1. Another response to exploitation is to use demands to expose and destabilize unequal power conditions. Such was the logic behind the feminist “Wages for Housework” campaign; presumably the art project “Wages for Facebook” was similarly inspired. For an excellent discussion of Wages for Housework and its roots in autonomist philosophy, see Weeks (2011) and the work cited therein.

2. Tiziana Terranova (2013) seeks to recognize value-generating labor where it has previously been unseen as such; namely in the social maintenance efforts of online network users. Mark Coté and Jennifer Pybus (2007) similarly argue that the building of social networks and online subjectivities on social network platforms is a kind of immaterial labor in line with Maurizio Lazzarato's oft-cited definition, as that which "produces the informational and cultural content of the commodity" (1996, 133). Readers interested in these arguments should also consult the contributions to Trebor Scholz's 2013 collection, Digital Labor: The Internet as Playground and Factory, Brown (2013), as well as the entire ourvre of Mark Andrejevic. Andrejevic (2011) and other critics of digital labor take up a tradition in media studies of attempting to unveil the unequal conditions that structure the relationship between media owners and media users. A foundational work in this tradition is Dallas Smythe's "On the Audience Commodity and its Work" (2006), an essay generally credited with being the source of the idea that the audience is a commodity which is generated by television programming and then sold for a profit to advertisers. Bill Livant (1979) took up this work, highlighting the parallels between the modern media audience and the labor force theorized by Marx and Engels.

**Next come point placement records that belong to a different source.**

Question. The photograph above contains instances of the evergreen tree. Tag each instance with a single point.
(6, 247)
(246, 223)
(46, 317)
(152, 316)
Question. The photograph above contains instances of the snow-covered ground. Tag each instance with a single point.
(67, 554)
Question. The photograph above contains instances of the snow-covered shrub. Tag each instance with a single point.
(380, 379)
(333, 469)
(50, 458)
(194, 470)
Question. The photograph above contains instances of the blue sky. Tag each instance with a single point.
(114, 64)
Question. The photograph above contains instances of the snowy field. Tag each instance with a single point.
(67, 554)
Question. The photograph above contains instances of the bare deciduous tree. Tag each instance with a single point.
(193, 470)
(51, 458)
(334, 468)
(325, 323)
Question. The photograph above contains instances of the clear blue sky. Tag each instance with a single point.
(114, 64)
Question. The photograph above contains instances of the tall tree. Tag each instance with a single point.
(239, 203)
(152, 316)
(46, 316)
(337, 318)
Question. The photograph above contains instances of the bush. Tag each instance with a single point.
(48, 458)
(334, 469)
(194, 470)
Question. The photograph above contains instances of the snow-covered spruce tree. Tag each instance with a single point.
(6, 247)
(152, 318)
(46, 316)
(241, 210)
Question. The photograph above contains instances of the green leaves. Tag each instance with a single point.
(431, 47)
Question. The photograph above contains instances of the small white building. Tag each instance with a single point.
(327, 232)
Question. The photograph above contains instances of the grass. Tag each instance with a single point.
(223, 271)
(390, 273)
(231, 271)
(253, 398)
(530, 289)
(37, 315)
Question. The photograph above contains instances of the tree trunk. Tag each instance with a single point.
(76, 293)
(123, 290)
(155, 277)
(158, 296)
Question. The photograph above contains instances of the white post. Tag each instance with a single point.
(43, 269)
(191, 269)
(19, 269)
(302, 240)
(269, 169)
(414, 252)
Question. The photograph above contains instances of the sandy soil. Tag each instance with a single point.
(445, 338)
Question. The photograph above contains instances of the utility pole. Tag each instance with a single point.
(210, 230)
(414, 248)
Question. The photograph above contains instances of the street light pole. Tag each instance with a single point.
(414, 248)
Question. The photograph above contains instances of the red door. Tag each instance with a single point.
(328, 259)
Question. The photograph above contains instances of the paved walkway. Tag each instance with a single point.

With Sut Jhally, Livant elaborated on the labor performed by audiences in producing the commodity of their attention. Jhally and Livant developed the concept of "watching extra" (1986, 126) to capture the value-generating labor undertaken by commercial television audiences. We might understand the activities of online social network users as a kind of "socializing extra," in which control the biggest networks—the owners of the means of communication—are best poised to take the upper hand in such an exchange. Once users are recruited to the dominant networks, they are pushed to socialize "harder," so to speak. To give just one example of this, when one doesn't log in to Facebook regularly, one is inundated with emails reminding one of specific individuals with whom one is missing out on interacting.

3. Of course, such work is not only or always performed by women (a contentious term in itself for feminist theorists).